Community as What Matters, What Works, and What Lasts

Several themes are evident in the work of colleges and universities making demonstrable progress in transforming the undergraduate learning environment in fields of science, technology, mathematics, and engineering. One theme resonates most vibrantly– the focus on community as both means of and goal for institutional renewal.

The concept of community is shaping efforts at institutions in many ways:

  • as they focus on their students.
    These colleges and universities know who their students are; they have asked questions about the background, strengths and weaknesses, career aspirations of their students, about the success and retention of students in the science and mathematics program on their campus. These academic leaders are intent on introducing students to and involving them in a STEM community that works and learns together; they are committed to ensuring students realize they are part of a larger community of scientists and scholars, within and beyond that campus. Equally important, these institutions are giving attention to all students, not just to a particular segment of their undergraduate population, as they shape and reshape the learning environment.

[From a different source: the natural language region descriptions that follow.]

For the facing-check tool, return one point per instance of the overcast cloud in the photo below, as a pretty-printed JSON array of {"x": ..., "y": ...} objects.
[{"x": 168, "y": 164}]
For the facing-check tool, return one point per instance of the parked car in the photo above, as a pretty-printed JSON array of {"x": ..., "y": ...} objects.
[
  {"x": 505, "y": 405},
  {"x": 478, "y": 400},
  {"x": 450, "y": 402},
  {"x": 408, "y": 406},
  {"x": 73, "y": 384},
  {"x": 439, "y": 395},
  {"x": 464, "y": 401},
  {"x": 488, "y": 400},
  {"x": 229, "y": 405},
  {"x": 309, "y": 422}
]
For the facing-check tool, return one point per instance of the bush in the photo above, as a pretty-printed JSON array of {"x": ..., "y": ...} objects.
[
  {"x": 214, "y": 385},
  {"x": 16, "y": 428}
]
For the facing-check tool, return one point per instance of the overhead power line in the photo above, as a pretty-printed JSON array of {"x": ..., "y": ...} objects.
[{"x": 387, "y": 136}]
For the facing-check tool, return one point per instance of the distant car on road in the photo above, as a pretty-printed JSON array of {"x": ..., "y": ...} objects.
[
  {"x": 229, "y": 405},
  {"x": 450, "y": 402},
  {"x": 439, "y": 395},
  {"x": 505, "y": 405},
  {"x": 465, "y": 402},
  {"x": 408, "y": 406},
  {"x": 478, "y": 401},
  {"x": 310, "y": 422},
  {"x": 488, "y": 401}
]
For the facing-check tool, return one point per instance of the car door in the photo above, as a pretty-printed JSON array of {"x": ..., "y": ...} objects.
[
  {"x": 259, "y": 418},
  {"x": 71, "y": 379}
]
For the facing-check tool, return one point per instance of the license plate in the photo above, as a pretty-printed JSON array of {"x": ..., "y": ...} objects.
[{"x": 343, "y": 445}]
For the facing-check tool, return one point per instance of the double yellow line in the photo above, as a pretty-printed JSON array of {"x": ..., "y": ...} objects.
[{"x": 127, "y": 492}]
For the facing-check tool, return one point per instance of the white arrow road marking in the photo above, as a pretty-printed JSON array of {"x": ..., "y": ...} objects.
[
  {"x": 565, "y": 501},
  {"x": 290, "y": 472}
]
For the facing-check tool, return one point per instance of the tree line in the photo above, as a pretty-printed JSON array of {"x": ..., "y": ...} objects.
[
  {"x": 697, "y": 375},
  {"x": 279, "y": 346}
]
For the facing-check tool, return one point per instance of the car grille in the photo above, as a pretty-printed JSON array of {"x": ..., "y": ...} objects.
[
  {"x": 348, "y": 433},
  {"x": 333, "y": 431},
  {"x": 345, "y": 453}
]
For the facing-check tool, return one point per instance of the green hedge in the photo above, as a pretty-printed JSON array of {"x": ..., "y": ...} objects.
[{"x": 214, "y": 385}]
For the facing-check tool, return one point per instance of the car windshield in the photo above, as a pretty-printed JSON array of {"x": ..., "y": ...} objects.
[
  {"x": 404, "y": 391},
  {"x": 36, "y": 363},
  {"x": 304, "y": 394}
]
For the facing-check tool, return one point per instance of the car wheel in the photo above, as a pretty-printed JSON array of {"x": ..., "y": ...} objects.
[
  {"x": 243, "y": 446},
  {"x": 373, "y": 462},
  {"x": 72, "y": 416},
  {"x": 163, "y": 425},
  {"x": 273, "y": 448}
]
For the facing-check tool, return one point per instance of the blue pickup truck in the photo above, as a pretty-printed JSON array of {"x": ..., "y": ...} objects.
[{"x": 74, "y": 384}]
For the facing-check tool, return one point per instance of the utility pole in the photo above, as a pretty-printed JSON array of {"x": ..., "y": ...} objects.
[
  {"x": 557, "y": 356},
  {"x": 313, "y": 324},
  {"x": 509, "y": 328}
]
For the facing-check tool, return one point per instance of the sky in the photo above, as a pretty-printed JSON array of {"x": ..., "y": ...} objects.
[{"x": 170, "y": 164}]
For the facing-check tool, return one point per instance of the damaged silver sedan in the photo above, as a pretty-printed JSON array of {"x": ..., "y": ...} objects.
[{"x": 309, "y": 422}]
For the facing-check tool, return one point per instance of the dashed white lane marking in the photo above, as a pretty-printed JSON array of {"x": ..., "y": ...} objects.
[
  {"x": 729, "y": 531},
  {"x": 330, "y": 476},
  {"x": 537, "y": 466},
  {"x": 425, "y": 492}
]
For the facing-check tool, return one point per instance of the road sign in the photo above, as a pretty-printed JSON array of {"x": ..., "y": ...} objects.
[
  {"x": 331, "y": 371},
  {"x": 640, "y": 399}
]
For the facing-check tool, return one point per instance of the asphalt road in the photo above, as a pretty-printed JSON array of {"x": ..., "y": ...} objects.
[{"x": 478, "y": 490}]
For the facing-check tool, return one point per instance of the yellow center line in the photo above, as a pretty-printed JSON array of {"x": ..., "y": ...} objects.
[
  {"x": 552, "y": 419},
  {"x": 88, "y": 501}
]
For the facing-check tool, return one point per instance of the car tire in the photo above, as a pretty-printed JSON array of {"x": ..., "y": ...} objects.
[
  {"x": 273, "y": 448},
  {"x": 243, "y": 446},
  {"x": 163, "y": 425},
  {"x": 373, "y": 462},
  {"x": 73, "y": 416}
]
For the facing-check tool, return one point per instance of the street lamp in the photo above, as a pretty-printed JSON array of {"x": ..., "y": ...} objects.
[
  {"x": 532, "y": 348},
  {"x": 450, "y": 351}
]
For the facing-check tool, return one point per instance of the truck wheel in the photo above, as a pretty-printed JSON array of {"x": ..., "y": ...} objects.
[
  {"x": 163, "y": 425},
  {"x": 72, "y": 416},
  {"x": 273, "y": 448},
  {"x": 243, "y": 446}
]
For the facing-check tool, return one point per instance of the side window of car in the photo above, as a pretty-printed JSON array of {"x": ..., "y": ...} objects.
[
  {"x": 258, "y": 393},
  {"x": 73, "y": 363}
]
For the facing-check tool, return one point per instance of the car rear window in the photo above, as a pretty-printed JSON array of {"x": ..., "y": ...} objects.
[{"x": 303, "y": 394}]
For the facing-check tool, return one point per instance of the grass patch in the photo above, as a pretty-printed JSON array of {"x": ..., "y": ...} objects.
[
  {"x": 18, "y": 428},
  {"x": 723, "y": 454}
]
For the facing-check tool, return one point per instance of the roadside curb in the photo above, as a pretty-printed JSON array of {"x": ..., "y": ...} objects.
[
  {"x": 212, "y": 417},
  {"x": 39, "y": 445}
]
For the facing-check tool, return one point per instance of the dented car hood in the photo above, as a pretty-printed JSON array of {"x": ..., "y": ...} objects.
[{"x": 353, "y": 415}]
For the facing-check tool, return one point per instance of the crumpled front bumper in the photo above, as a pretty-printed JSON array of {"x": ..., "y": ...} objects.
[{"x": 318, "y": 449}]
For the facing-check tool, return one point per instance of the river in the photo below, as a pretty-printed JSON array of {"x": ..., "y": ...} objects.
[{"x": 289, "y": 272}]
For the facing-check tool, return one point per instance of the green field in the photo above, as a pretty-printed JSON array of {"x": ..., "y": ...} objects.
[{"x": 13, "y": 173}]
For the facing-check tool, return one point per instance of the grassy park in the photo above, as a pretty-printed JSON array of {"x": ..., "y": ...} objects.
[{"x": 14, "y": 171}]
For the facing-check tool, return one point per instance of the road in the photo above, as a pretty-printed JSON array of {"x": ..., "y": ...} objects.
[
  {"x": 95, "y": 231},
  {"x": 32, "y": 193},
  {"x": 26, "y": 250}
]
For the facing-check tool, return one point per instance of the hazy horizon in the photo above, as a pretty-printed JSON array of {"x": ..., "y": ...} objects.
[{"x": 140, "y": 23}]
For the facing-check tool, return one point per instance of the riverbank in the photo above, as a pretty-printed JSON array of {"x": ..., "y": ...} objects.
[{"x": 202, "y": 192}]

  • as they focus on the process of institutional change and renewal.
    These campuses recognize that the collaborative efforts of an informed community, campus-wide, is key to initiating reforms and innovations that flourish over the long-term Thus, they take care to build a common understanding of who their students are, place attention on determining and articulating specific goals for student learning in the context of their institutional mission and identity, and provide open and persistent opportunities for discussion and dialogue about those goals, as their work proceeds.

  • as they connect to broader societal needs and to the future.
    The most effective undergraduate STEM programs serve current and future needs of science and society. They are designed to instill in all students the capacity for responsible citizenship in a world increasingly dominated by science and technology; moreover, such programs are designed to recruit, retain, and prepare students toward that end.